One, the price of money flashes a recession SOS now. The yield on the US Treasury ten-year note has fallen from 3.20% last October to a mere 1.50% now. This reflects unmistakable multiple metrics of a global economic slowdown and a “safe haven” bid in Uncle Sam debt as the US-China trade war escalates, the German economy slips into two successive quarters of negative growth (technical recession) as factory orders/exports plunge and Chinese GDP growth falls to 6.2%, the lowest since 1990.
The yield on the ten-year Treasury note, an inverted yield curve and $15 trillion in government debt in Europe and Japan trades at negative interest rate yields. The yield curve’s predictive power is imperfect but the fact remains that an inverted yield curve predicted the US recessions of 1990, 2000 and 2008 even though their respective catalysts were the savings and loan crisis, the dotcom bust in 2000 and the subprime mortgage debacle in 2008.
Financial markets not merely forecast recession. They help to cause one as commercial bank restrain lending, fund managers sell risk assets, industrial commodities decline as global purchasing managers indices fall (Dr.

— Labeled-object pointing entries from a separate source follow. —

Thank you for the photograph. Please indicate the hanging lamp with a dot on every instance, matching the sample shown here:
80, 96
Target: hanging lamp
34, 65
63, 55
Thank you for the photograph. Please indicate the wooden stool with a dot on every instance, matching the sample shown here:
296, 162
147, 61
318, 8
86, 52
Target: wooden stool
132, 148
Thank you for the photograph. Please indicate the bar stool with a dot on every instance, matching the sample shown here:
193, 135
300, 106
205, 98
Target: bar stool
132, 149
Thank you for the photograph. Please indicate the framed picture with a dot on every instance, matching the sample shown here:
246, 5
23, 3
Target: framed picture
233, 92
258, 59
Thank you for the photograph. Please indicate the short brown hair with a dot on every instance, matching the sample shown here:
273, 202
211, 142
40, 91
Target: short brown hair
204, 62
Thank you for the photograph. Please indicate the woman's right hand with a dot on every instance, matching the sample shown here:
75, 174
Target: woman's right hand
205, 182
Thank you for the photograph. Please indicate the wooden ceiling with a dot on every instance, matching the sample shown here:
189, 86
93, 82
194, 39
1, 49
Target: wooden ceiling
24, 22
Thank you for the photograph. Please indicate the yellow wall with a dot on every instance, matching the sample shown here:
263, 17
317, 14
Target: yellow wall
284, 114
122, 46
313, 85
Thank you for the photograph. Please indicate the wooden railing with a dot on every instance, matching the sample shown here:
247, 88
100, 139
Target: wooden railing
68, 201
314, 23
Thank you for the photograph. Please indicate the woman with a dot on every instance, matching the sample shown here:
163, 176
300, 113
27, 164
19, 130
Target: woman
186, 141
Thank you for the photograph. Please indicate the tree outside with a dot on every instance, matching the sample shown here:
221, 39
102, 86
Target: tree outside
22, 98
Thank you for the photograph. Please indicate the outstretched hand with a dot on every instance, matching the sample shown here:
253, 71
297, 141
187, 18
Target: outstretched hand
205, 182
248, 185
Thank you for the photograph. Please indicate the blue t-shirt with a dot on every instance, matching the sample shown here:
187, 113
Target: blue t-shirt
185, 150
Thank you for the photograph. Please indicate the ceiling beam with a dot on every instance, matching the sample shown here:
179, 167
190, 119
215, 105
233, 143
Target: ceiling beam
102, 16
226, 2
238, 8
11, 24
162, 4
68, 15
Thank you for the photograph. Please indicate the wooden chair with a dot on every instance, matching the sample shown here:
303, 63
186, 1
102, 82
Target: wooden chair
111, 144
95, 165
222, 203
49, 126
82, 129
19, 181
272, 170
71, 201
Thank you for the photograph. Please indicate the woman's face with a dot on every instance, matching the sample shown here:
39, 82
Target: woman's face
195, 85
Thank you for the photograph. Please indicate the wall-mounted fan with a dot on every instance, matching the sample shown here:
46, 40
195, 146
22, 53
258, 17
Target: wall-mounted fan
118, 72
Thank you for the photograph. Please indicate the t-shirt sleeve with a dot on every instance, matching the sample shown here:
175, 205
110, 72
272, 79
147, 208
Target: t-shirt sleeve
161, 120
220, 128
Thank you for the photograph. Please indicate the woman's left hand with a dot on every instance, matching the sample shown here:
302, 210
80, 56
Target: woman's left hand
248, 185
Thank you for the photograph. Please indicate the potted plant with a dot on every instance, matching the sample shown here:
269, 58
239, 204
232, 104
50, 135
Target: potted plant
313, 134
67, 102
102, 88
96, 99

Copper is hitting new lows in 2019 while gold hits new highs) and the valuations of airfreight stocks like FedEx are gutted by 35 – 40% from their peak.

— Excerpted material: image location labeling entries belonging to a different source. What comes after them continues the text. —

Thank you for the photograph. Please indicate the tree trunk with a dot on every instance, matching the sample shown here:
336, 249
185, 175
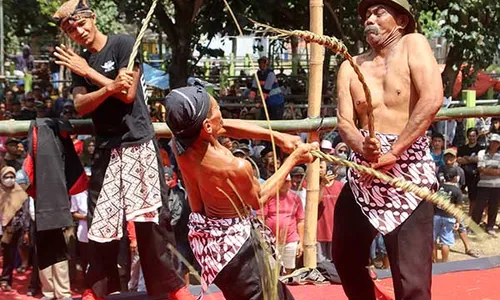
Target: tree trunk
294, 42
181, 46
453, 64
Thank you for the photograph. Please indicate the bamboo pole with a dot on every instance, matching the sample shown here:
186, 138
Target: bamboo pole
314, 109
20, 128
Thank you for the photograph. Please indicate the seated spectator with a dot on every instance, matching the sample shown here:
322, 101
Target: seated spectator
488, 187
444, 224
290, 234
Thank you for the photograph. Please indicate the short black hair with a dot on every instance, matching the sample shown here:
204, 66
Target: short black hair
449, 173
471, 130
437, 135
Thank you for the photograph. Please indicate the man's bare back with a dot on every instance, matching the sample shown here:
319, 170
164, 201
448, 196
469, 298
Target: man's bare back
216, 166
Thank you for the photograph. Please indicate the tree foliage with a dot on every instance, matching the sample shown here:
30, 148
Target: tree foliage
472, 31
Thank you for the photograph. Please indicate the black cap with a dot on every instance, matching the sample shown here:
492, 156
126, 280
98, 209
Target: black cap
449, 173
12, 140
185, 110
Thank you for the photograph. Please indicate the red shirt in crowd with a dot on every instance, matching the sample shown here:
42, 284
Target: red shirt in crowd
290, 213
326, 208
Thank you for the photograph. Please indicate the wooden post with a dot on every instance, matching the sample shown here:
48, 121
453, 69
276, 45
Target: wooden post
314, 109
469, 97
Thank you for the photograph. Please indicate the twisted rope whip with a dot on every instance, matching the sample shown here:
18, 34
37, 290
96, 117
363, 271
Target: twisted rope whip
422, 192
138, 40
336, 46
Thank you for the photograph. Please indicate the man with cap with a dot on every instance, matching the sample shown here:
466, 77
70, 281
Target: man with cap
127, 182
273, 96
405, 82
221, 230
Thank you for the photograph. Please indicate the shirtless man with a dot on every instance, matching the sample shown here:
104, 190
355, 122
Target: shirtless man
406, 88
221, 234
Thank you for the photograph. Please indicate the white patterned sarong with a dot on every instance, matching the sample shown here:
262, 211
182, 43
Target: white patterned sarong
130, 191
385, 206
216, 241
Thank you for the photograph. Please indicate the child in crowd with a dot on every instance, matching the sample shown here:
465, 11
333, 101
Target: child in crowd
444, 224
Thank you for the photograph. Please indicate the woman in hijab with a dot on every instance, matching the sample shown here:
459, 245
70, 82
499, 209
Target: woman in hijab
15, 222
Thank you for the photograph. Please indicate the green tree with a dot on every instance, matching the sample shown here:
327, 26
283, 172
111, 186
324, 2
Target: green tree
472, 31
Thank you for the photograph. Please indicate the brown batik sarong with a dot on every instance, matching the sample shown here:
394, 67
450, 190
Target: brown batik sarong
130, 191
385, 206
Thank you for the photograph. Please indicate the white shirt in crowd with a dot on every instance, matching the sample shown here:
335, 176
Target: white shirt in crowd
79, 205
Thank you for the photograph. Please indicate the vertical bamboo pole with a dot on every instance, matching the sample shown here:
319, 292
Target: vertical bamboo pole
315, 91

In retrospect, seven successive rate hikes by the Federal Reserve in 2017 and 2018, coupled with a shrinkage of the US central bank’s balance sheet from its post Lehman $4.5 trillion peak (quantitative tightening in the language of monetary economics), was a major factor in the sharp rise of the US dollar amid a global deflation big chill. It was only after the global stock markets fell 20% amid a spasm of risk aversion in the last four months of 2018 and President Trump threatened to fire Chairman Powell for being “loco” did the Fed engineer a monetary policy U-turn at the January 2019 FOMC and finally cut the Fed Funds rate by 25 basis points at the July FOMC. This was the first Fed rate cut in a decade.